Vinte anos depois da privatização dos PTT, agora designados por Correios TNT, os patrões estão em rota de colisão com os trabalhadores e os sindicatos. Ou estes aceitam um corte de 17,5% nos salários ou 11 mil pessoas serão despedidas. Os trabalhadores recusam-se a aceitar isto e exigem um aumento de 1,5%.



A Holanda lidera no que respeita a privatizações. Dennis de Jong, membro do Parlamento Europeu pelo Partido Socialista, não esconde a sua irritação: "A União Europeia (UE) decidiu que os correios devem ser privatizados até ao dia 1 de Janeiro de 2011. A Holanda está a apressar a política europeia, é parte da vanguarda na privatização."

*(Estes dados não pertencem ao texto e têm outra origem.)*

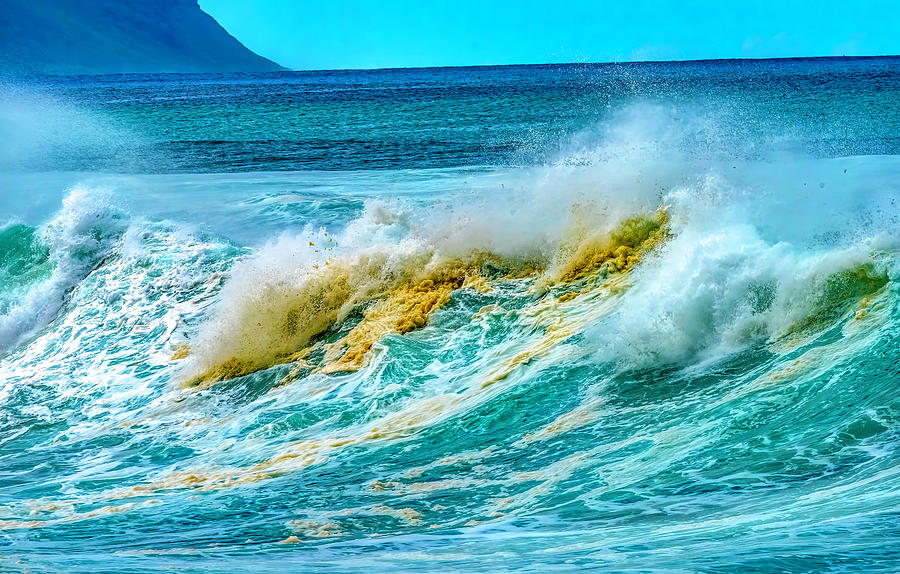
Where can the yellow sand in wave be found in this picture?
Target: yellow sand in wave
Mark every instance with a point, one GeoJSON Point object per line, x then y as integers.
{"type": "Point", "coordinates": [397, 293]}
{"type": "Point", "coordinates": [618, 251]}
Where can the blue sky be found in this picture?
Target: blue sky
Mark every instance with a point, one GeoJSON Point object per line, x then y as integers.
{"type": "Point", "coordinates": [382, 34]}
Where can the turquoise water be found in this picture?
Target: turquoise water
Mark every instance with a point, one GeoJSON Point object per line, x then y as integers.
{"type": "Point", "coordinates": [726, 401]}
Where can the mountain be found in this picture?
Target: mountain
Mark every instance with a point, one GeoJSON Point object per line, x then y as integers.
{"type": "Point", "coordinates": [119, 36]}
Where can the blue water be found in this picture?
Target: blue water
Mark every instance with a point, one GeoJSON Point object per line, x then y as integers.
{"type": "Point", "coordinates": [624, 317]}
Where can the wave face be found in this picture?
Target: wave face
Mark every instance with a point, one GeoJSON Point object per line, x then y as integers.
{"type": "Point", "coordinates": [639, 356]}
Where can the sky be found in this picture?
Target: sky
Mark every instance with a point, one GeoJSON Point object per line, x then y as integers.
{"type": "Point", "coordinates": [341, 34]}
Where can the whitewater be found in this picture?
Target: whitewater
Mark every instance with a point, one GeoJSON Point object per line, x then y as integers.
{"type": "Point", "coordinates": [396, 321]}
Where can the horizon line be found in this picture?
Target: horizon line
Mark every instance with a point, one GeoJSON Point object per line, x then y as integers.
{"type": "Point", "coordinates": [469, 66]}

Na Bélgica o passo é mais lento, "a indústria da correspondência ainda não foi privatizada, o Estado detém 51% das acções e um banco de seguros inglês detém o resto. Mas a perspectiva da chegada de empresas privadas novas em 2011 levou a mudanças significativas nos últimos anos", diz Serge Alvarez-Fernandez de Bruxelas. Ele trabalha para os correios desde há mais de vinte anos. Na Bélgica, o mercado dos correios não é completamente aberto mas as companhias privadas estão autorizadas a entregar correio expresso e encomendas. Os maiores concorrentes neste novo mercado são a DHL, a FedEX e a TNT holandesa.



A situação na Grã-Bretanha é comparável à da Bélgica. Peter vive em Londres e trabalhou durante vinte ano para a British Royal Mail; "A Royal Mail ainda é pública mas nos últimos anos a liberalização tem sido implementada aos poucos." Parte das entregas postais são feitas pela TNT e pela Deutsche Post alemã. Peter: "Nenhuma destas empresas tem a infra-estrutura necessária para fazer as entregas porta a porta. Eles distribuem o correio de grandes empresas - a verdadeira entrega é feita pela Royal Mail."

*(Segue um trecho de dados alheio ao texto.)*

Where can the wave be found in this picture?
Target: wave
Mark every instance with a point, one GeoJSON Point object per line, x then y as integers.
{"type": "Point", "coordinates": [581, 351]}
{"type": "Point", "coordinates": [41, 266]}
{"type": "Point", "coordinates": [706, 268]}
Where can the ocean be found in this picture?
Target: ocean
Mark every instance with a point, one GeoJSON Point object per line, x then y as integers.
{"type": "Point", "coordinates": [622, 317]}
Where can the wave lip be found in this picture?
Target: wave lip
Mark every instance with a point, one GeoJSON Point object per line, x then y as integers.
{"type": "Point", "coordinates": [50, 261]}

A empresa postal francesa também é pública. Christophe, de Paris, trabalha há dezasseis anos nessa empresa. "Se os julgarmos pelo que dizem, todos os partidos políticos, incluindo os de direita, opõem-se à privatização. Mas estes partidos e o social democrata Parti Socialiste concordaram que era necessário 'modernizar' os correios."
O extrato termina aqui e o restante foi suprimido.